In our new series of articles titled INsider Questions, we have sought out some of the industry’s top figureheads to see what they think advertisers should be asking performance marketers to eke more out of their campaigns. 

Each feature will cover a different topic and for today’s piece Fred Hsu, chief executive, RTB.com has provided the most important questions that he feels advertisers should be asking when it comes to the art of real-time bidding in mobile. 

What are the latest developments in real-time bidding online that are driving its rapid uptake?

Real-time bidding has displaced the closed-loop, traditional mobile ad network model for the same reasons financial markets have reached their level of programmatic maturity – liquidity, efficiency, scale and automation.  While it took nearly a decade for the desktop advertising model to become programmatic, mobile started it off right. These days, there are mobile ad exchanges springing about on a monthly basis.

Are marketers effectively able to harness the big data that real-time bidding provides?

There are many use cases, but within the realm of mobile advertising, big data enables hyper-targeting.  It’s no surprise why Facebook’s mobile ad products are so successful.  They have a huge big-data user profile, from which they can allow advertisers to anonymously hyper-target down to gender, age, interest, education and more.  If you make that kind of data available to marketers, combined with other data attributes such as surfing behaviour, you have a powerful and sticky marketing platform.

Can you ensure that the data is secure?

It is essential to how both a sound technical infrastructure and technical policy.  No matter how tight policy language is, no contract will ever truly ensure the proper encryption, storage requirements and data retention policy unless those systems are subject to audit rights by 3rd party certification entities, even your own advertiser.  Those audit rights may be from advertiser to DSP, DSP to exchange, exchange to publisher.  Ultimately, the advertiser customer should be able to obtain full transparency down to the device identifier, site or app his or her advertisement was being placed on, and how that ad transaction was securely being delivered. 

In the growing personalisation debate, what data is being held?

All programmatic exchanges, DSPs, trading desks and large direct programmatic advertisers have both a legal and moral commitment to protect privacy.  In the States we take the protection of personal data very seriously, including ensuring proper COPPRA-compliance in the US (laws against advertising to children under 13), and in the EU Safe-Harbor requirements.  If there is a need to store personal data, that data should never be exposed in an open ad exchange environment.
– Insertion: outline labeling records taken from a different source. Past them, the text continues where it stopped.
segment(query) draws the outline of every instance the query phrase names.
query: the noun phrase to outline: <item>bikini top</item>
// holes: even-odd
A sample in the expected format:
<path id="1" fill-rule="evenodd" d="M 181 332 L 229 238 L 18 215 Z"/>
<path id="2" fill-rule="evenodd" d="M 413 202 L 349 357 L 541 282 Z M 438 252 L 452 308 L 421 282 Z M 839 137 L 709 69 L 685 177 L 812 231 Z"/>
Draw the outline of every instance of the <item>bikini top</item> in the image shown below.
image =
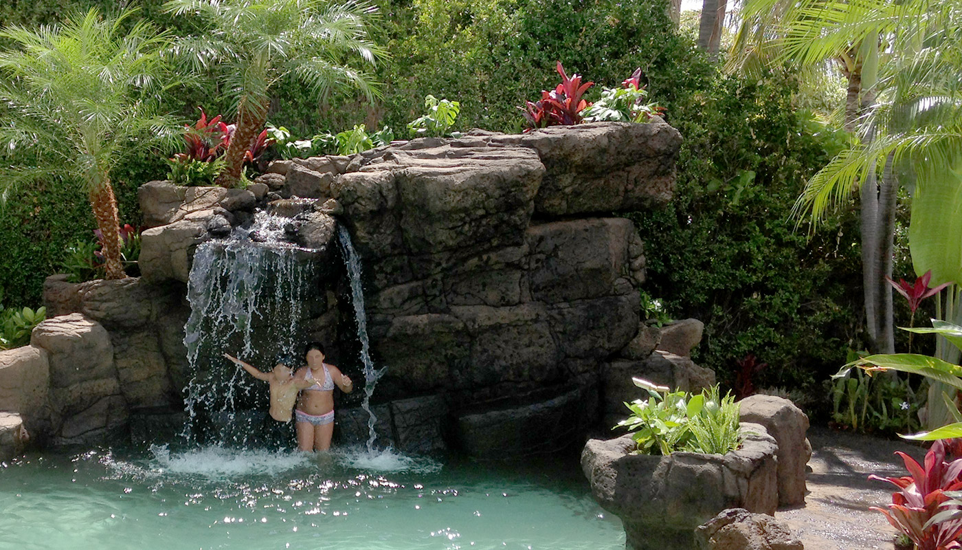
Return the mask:
<path id="1" fill-rule="evenodd" d="M 331 378 L 330 371 L 327 370 L 327 365 L 324 363 L 320 364 L 324 368 L 324 383 L 320 383 L 314 378 L 314 371 L 309 367 L 307 370 L 307 380 L 314 380 L 314 385 L 304 388 L 305 391 L 332 391 L 334 389 L 334 379 Z"/>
What are the current limitations to real-time bidding and are they being worked on?

Two looming issues remain top of my board’s mind when it comes to RTB for mobile: First, the explosion of new mobile ad exchanges out of everywhere from India to China to South America, and the need to properly vet them from a technical, security and transparency perspective on behalf of the end advertiser.  Is this a new exchange representing mostly chat or utility apps?  What kind of ad inventory am I getting myself and my advertiser into? 

Second, an increasingly opaque network of trading desks, DSPs and middle-men is increasing the amount of complaints from top-end mobile advertisers.  For example, Advertiser X finds out that she is allocating money to 2-3 DSPs and trading desks, each purchasing on the same exchange and effectively driving up her unit-cost as she effectively bids against herself. 

In another example, Advertiser Y finds out from his customer service department that an advertisement for his app was being displayed on a lewd, spammy, or otherwise previously blacklisted piece of inventory.  All these problems can be solved with full transparency and being accountable to your advertiser from a full audit perspective down to each delivered ad impression.  If there isn’t that capability, the advertiser must ask himself whether he may be throwing money into a black hole.